Chapter: 14

35 7 40
                                    

Hoşgeldin! Yorumlarını bekliyoruz, iyi okumalar ❣️

Jooheon halen Changkyun'a bakıyorken boğazını temizledi dikkatini çekebilmek için. Changkyun gözyaşlarını geri gönderip Jooheon'a dönmeden konuştu en sonunda.

"Bakma Jooheon. Yalan söylüyor. Benim yaptığım hiçbir şey yok."

Jooheon gülümsemişti sakince. "Biliyorum yalan söylediğini. Seni araştırmadığımı düşünmedin umarım?"

Changkyun ani bir hareketle kafasını ona çevirip "Ne?!" dedi. "Güvenmiyor muydun bana?"

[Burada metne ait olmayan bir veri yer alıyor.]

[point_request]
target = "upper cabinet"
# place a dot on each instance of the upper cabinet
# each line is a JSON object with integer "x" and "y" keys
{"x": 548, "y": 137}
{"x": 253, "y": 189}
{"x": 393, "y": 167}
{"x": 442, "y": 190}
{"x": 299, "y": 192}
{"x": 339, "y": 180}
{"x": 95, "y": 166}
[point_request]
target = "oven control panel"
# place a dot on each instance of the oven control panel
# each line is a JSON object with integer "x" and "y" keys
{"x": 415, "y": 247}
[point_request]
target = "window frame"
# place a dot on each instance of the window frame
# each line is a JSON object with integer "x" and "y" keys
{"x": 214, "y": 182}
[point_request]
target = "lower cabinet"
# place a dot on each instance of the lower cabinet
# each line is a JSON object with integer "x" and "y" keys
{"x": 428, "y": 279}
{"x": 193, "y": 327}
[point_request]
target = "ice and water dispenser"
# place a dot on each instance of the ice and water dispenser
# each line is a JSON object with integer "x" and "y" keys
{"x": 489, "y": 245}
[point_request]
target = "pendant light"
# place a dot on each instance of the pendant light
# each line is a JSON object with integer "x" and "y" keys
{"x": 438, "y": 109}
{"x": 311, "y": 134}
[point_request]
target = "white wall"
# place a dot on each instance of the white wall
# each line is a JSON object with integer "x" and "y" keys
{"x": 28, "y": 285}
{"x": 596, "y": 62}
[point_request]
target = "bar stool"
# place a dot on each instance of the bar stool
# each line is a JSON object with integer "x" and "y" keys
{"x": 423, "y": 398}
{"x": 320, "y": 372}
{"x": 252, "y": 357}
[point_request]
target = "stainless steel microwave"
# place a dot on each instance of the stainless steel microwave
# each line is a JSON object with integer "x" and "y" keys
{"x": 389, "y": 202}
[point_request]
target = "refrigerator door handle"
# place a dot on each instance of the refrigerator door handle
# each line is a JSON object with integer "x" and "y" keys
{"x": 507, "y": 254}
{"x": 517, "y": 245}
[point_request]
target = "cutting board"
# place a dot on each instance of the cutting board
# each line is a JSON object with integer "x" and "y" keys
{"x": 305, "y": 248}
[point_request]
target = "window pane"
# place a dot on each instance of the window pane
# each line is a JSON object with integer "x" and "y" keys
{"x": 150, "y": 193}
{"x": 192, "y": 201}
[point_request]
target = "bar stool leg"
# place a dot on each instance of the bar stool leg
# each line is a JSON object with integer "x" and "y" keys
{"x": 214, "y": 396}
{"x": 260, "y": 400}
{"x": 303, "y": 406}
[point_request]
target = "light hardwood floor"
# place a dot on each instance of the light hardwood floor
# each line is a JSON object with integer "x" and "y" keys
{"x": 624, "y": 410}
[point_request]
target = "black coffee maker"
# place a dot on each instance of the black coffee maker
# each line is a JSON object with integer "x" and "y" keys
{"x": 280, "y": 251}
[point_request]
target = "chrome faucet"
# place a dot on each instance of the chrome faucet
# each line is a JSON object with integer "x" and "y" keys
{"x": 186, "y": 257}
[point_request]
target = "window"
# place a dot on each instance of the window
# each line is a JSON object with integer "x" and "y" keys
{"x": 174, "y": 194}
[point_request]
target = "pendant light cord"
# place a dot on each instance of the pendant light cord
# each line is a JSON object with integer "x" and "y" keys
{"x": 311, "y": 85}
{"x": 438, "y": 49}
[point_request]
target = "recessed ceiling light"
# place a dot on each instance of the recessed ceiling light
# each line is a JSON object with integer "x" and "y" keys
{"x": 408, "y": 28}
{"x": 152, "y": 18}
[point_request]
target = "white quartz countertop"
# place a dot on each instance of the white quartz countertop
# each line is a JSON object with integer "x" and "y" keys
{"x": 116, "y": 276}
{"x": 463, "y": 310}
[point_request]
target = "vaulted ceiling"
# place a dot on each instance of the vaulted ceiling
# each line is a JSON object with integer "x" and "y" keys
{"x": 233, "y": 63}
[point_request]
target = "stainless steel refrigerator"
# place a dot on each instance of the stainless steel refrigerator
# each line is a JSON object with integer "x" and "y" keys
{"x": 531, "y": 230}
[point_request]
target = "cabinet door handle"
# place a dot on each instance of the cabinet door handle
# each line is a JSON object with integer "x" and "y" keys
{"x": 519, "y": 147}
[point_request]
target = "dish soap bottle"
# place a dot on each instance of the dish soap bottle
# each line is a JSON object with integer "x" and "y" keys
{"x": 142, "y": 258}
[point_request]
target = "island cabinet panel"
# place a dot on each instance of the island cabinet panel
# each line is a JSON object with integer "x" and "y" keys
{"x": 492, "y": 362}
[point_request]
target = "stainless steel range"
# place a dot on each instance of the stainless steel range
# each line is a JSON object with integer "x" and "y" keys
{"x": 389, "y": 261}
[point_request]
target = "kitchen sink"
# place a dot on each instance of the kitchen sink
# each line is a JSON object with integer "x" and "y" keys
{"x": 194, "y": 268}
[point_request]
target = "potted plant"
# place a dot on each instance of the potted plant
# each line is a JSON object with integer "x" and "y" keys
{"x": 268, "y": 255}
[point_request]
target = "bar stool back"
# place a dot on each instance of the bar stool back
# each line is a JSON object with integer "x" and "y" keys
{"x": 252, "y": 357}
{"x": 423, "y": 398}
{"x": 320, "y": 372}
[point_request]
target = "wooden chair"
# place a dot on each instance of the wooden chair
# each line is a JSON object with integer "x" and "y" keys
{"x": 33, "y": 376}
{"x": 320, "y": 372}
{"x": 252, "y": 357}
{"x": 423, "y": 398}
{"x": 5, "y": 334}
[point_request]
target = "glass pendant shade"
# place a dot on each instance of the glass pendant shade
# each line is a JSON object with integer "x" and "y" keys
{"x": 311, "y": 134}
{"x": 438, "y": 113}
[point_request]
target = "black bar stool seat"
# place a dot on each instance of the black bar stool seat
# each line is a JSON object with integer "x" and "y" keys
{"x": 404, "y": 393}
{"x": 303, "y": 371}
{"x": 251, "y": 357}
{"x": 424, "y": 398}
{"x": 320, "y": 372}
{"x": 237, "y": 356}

"Hayır, öyle değil... bu benimle alakalı bir durum. Seninle bir ilgisi yok."

Jooheon rahat bir şekilde bir kadeh daha içki söyledi kendine. Changkyun ise ona bakıyordu kırgın şekilde.

"Bunu şimdilik geçiyorum. Neden inanmış gibi bakıyordun bana?"

"İstediğini aldığını zannetsin ve siktir olup gitsin diye."

"İyi."

Changkyun bu cevabından sonra tüm modu düştüğü için Jooheon'dan uzaklaştı biraz. Jooheon da kolundan tutup çekerek bacağının üzerine oturttu bebeğini.

"Asma suratını. Bunun için gelmedik buraya."

"Biliyorum."

Yanağına yumuşacık bir öpücük kondurdu Jooheon. Sonra da saçlarından öptü koklayarak. Changkyun da hemen teslim olmuş, öpmüştü sevgilisini. Jooheon kadehinin son yudumunu da aldıktan sonra Changkyun'a baktı.

"Devam edecek misin içmeye?"

"İçmeyeceğim."

"Ne durumdasın?"

"İyiyim."

Jooheon'ın hafifçe başı dönüyordu sadece. Kendini kaybetmemişti. Bu, o kadar fazla alkolün Jooheon'a en fazla yapabildiği şeydi işte. Bu hissi seviyordu. Daha fazla da içmek istemiyordu. Otele dönmek istiyordu ama Changkyun'a da sorması gerekliydi. İstemezse gitmezlerdi.

"Gidelim mi yoksa oturalım mı biraz daha?"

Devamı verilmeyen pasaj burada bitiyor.